Activate Anabolic Thinking
Thinking is a powerful way to produce ideas, yet having an idea is not enough, however, turning it into reality and making it useful for people is the most attractive trends in thinking. By default, every person is an idea generator, but not every person is an idea translator. Anabolic and constructive thinking is actually a way of generating green potential energy, almost no entropy. Using the power of the good and constructive word is useful to motivate and provide our body with enough energy to create a productive work [32]. A good and constructive word is indeed like a tree with roots, branches and fruits, it represents strength and potential, it has value and motivates individuals to be creative and productive, and most importantly, it accelerates to adapt anabolic thinking in life. The high quality, high interest and high value of the idea activate the excitatory neurotransmitters. The accumulation and amplification of excitatory neurotransmitters creates an action potential, a source of potential energy that could drive us to turn the potential into productive work [37].
Avoid Catabolic Thinking
Destructive and non-constructive thinking is harmful to the body and disperses the potential energy, therefore destructive words are like a tree without roots, branches and without fruits, they represent weakness, their presence only irritates and causes no added value. Destructive thinking, whether from us or from the surroundings, activates the inhibitory neurotransmitters, when they accumulate, they prevent the propagation of the action potential, thus whoever has no potential is unable to give anything [32].
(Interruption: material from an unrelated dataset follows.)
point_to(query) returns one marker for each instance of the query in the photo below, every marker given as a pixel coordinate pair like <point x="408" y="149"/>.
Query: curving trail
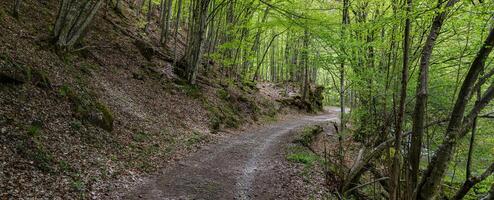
<point x="247" y="166"/>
Eat Biodegradable and Compatible Food
Biodegradable foods that can be broken down into smaller molecules in the soil by bacteria, fungi or microbes, ideally without contamination, are considered compatible to the human body. Biodegradable foods cause less stress and need less time and energy during metabolism compared to non-compatible or nonbiodegradable foods. Lifestyles are diverse and can be classified as vegan, vegetarian, kosher, halal, lactose-free, gluten-free, or glucose-free [38]. Foods that are compatible with the individual lifestyle create a compatible system, reduce disorders and activate potentials.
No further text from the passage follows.